Merkel cell carcinoma (MCC) is a neuroendocrine skin cancer with a prognosis poorer than that of melanoma. In 2008, a polyomavirus (Merkel cell polyomavirus, MCPyV) was reported to be a likely causative agent for the majority of MCCs(Feng et al., 2008); this has subsequently been well established by multiple international groups(Becker et al.; Foulongne et al.; Garneski et al.). Most MCC tumors depend on persistent expression of viral T-antigen oncoproteins,(Houben et al.; Shuda et al.;Shuda et al.) that are targets for the cellular(Iyer et al.) and humoral immune system(Paulson et al.).
It has been well established that immune suppression is associated with increased risk of developing MCC. Indeed, immune suppressed persons make up approximately 10% of the MCC patient population (Heath et al.), and it is this link that led to the search for, and eventual discovery of, Merkel cell polyomavirus(Arora et al.). Multiple forms of systemic immune suppression have been linked with an increased incidence of MCC, including chronic lymphocytic leukemia (CLL) and other hematologic malignancies(Brewer et al.; Heath et al.), HIV/AIDS (particularly prior to the widespread adoption of effective antiretrovirals)(Engels et al.), solid organ transplant(Penn and First), and autoimmune disease (with associated treatment regimens)(Hemminki et al.).
Conversely, and consistent with a role for anti-viral immune responses in protecting against MCC progression, CD8+ and CD3+ intratumoral lymphocyte responses have been found to be associated with improved MCC outcomes(Paulson et al.; Sihto et al.).

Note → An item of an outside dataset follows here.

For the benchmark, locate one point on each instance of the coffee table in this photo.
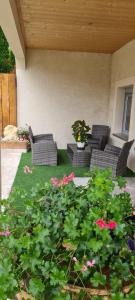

In both of these studies, patients with robust lymphocyte infiltration into the tumor make up a minority of patients but exhibit outstanding MCC-specific survival.
One form of systemic immune suppression, CLL, has recently been associated with reduced MCC survival in a national cancer registry(Brewer et al.). However, to our knowledge, the effect of chronic immune suppression more broadly on MCC outcomes has not been examined. We hypothesized that systemic immune suppression would be associated with worsened MCC-specific survival in a stage-independent manner.
Amongst 471 persons with Merkel cell carcinoma from the United States, a total of 41 (8.7%) had clinically recognized systemic immune suppression. Immune suppressed patients were similar to those without immune suppression in terms of age at diagnosis and stage of disease at presentation (Table 1), but differed in terms of gender distribution with immune suppressed persons more likely to be male (80% vs. 59%; p < 0.01). Multiple forms of systemic immune suppression were represented including CLL (n=16; 3% of MCC patient cohort), other hematologic malignancies (n=5; 1%), HIV/AIDS (n=5; 1%), and long-term immunosuppressive medication regimens used for autoimmune disease (n=3; 1%) or solid organ transplant (n=12; 3%).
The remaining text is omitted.